Dans ce cadre, notre action sera conduite en deux temps.
Le premier sera celui du redressement, de la remise en ordre des finances publiques. Le déséquilibre financier dont nous héritons est massif, ai-je dit, et nous devons le corriger. Nous avons choisi de faire porter l'essentiel de l'effort sur le début du mandat, avec le retour du déficit public nominal à 3 % du PIB puis, dès 2014, l'inversion de la dynamique de la dette. Des mesures de redressement significatives ont déjà été votées en juillet dernier ; elles assurent le retour du déficit à 4,5 % en 2012. La détermination du Gouvernement à tenir ces objectifs est totale et indiscutable.
Le second temps sera celui du retour à l'équilibre structurel des comptes publics. Le déficit structurel, c'est-à-dire corrigé des effets du cycle économique, sera ramené dès 2015 au-dessous de 0,5 % du PIB – le seuil prévu par le traité – puis à l'équilibre en 2016 et 2017.

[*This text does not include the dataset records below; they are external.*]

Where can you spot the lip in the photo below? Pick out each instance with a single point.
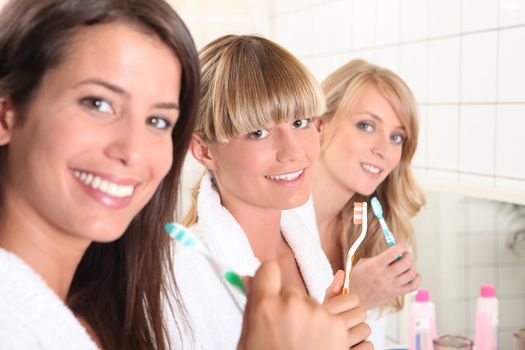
(103, 197)
(370, 173)
(289, 183)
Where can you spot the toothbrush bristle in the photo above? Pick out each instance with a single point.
(358, 213)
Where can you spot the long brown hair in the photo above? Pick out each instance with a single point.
(250, 83)
(399, 194)
(118, 287)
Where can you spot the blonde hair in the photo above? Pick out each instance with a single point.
(399, 194)
(250, 83)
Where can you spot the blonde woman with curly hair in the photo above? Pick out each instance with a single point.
(255, 136)
(368, 139)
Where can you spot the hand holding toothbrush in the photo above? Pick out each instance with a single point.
(381, 278)
(281, 317)
(348, 307)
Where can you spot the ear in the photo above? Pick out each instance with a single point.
(202, 152)
(320, 124)
(7, 120)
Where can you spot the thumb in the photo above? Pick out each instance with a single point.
(265, 283)
(336, 288)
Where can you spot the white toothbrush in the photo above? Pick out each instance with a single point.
(360, 210)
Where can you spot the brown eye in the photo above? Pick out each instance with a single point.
(159, 123)
(259, 134)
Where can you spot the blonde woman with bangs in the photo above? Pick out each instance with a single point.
(368, 139)
(255, 136)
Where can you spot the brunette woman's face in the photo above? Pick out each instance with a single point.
(366, 145)
(269, 168)
(96, 138)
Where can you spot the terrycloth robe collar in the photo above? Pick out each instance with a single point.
(227, 241)
(26, 302)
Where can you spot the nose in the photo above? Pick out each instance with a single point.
(127, 142)
(381, 146)
(289, 148)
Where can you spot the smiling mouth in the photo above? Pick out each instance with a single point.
(100, 184)
(371, 169)
(286, 177)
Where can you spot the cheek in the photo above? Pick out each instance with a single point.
(161, 160)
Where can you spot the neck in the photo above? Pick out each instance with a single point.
(330, 195)
(52, 254)
(262, 226)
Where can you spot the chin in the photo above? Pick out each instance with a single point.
(291, 203)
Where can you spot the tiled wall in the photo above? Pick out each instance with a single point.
(463, 59)
(463, 243)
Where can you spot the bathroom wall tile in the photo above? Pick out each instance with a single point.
(442, 124)
(511, 248)
(443, 176)
(510, 143)
(478, 181)
(320, 66)
(455, 319)
(343, 18)
(413, 20)
(479, 67)
(444, 17)
(479, 276)
(511, 65)
(387, 22)
(477, 139)
(283, 6)
(482, 250)
(303, 31)
(512, 12)
(444, 70)
(363, 28)
(513, 309)
(478, 216)
(413, 68)
(479, 15)
(517, 187)
(511, 281)
(282, 33)
(420, 158)
(322, 31)
(463, 252)
(388, 57)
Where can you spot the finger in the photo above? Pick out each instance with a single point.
(341, 303)
(336, 287)
(399, 267)
(353, 317)
(358, 334)
(412, 285)
(266, 282)
(405, 278)
(390, 255)
(366, 345)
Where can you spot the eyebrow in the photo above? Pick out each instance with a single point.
(375, 116)
(118, 90)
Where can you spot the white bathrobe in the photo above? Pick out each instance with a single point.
(215, 309)
(32, 316)
(375, 319)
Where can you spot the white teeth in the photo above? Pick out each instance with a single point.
(370, 168)
(286, 177)
(103, 185)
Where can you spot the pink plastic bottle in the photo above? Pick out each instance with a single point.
(422, 322)
(486, 320)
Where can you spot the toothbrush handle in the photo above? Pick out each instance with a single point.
(348, 270)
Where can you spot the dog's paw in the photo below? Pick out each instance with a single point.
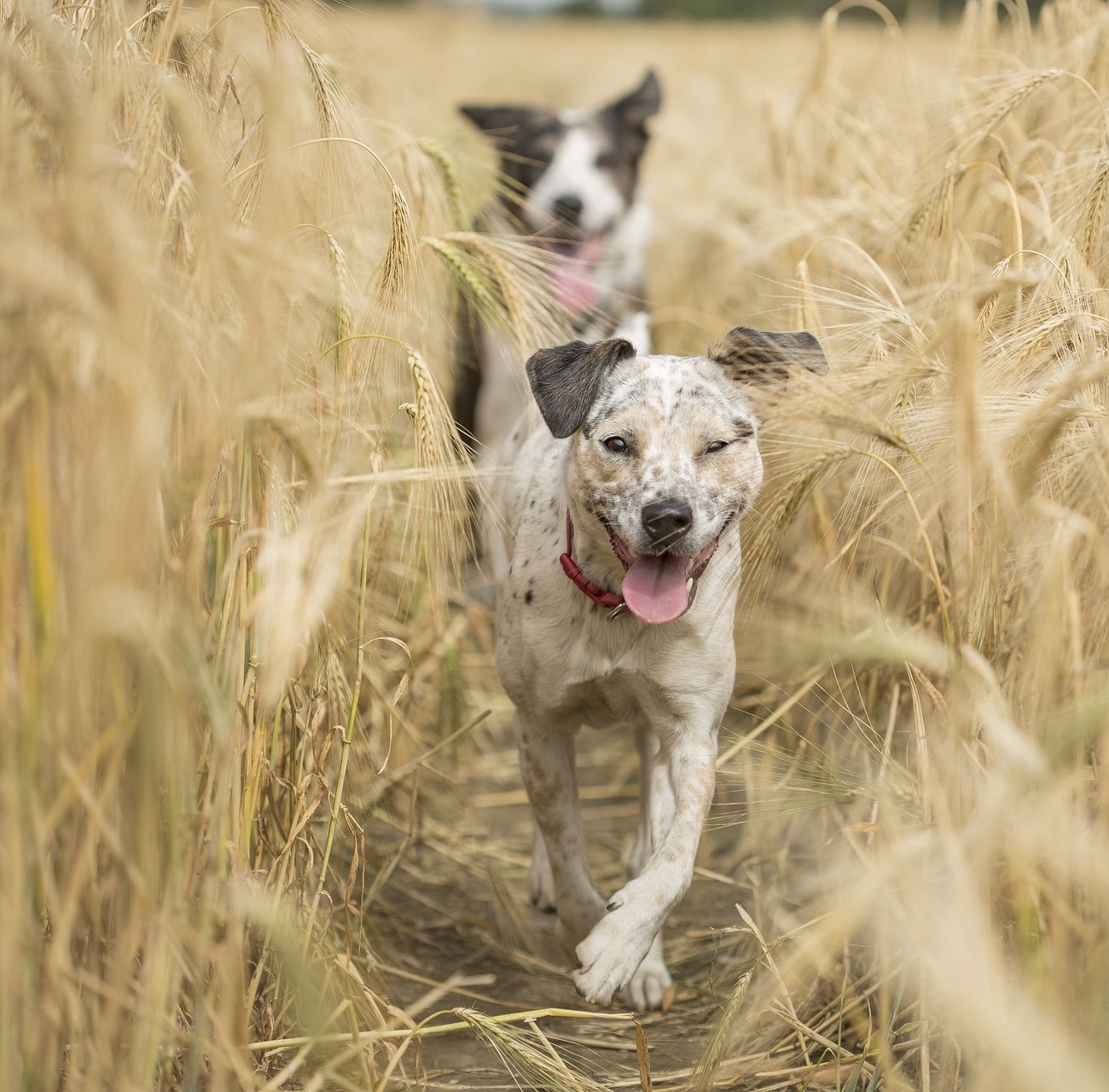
(647, 987)
(577, 921)
(611, 954)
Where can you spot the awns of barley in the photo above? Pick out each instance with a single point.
(507, 282)
(440, 493)
(448, 173)
(399, 253)
(1091, 235)
(531, 1059)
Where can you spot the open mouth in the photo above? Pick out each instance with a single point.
(572, 267)
(660, 587)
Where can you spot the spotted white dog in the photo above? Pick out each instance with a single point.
(618, 607)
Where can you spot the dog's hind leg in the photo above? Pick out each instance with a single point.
(647, 744)
(540, 881)
(647, 989)
(547, 765)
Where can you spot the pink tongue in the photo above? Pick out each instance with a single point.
(654, 588)
(572, 277)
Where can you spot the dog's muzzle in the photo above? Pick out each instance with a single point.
(666, 521)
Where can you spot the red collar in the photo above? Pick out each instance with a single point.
(573, 571)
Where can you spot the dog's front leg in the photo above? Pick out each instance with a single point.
(616, 947)
(547, 765)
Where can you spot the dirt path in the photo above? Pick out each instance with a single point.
(456, 905)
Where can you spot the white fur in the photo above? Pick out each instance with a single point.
(573, 170)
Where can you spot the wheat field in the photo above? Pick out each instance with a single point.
(261, 822)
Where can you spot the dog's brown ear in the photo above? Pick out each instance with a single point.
(502, 123)
(566, 380)
(636, 107)
(764, 357)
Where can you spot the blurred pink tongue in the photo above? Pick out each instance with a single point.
(572, 277)
(654, 588)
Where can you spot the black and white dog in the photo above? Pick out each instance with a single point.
(572, 185)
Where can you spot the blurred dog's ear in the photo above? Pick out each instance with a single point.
(566, 380)
(764, 357)
(636, 107)
(502, 123)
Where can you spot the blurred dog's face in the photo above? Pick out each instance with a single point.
(570, 175)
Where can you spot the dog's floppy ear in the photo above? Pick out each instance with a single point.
(636, 107)
(502, 123)
(764, 357)
(566, 380)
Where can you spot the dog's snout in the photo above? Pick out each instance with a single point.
(666, 521)
(568, 206)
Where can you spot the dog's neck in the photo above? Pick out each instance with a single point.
(591, 556)
(598, 595)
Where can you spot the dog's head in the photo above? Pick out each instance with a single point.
(572, 175)
(665, 451)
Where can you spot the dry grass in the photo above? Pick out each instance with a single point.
(253, 837)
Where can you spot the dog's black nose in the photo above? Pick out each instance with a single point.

C'est une trajectoire exigeante, mais son sérieux est reconnu. Il ne s'agit pas d'une opinion politique : c'est le fruit de l'observation du bas niveau des taux d'intérêt auxquels la France emprunte, conséquence notamment de règles de bonne gestion.
J'insiste sur un élément trop peu pris en compte : le sérieux budgétaire, ce n'est pas un boulet, ce n'est pas une contrainte, un obstacle qui empêcherait le progrès économique et social. Je le dis aux députés de la majorité : le sérieux budgétaire n'est pas incompatible avec une volonté forte de changement, avec un engagement de gauche, avec une démarche de justice, de redistribution. Il doit au contraire être compris comme une condition de la compétitivité de notre économie dans son ensemble. Je prends l'exemple de ce qui s'est passé en Espagne : lorsque les conditions de financement de l'État espagnol se sont dégradées, c'est l'ensemble des secteurs de l'économie, l'ensemble des entreprises qui ont été touchés. Si les entreprises françaises devaient, elles aussi, connaître une hausse des taux d'intérêt, l'endettement reprendrait de l'avant et l'économie se détruirait. Ce serait catastrophique. C'est parce que nous voulons éviter une telle épreuve à notre pays et que nous refusons sa dégradation ou sa relégation que je revendique pleinement ici le sérieux budgétaire.
C'est pour ces raisons que nous devons poursuivre la consolidation de nos finances publiques. Mais ce désendettement doit être intelligent – c'est ce que j'ai appelé le « désendettement compétitif ». Il faut juger les efforts menés sur la base des résultats obtenus et non pas des moyens mis en oeuvre, et s'inspirer des expériences réussies à l'étranger. Je m'arrête une seconde sur ce dernier point : si le désendettement est un défi exigeant, l'exemple du Canada montre que c'est par l'intelligence de l'expérience collective que nous le relèverons.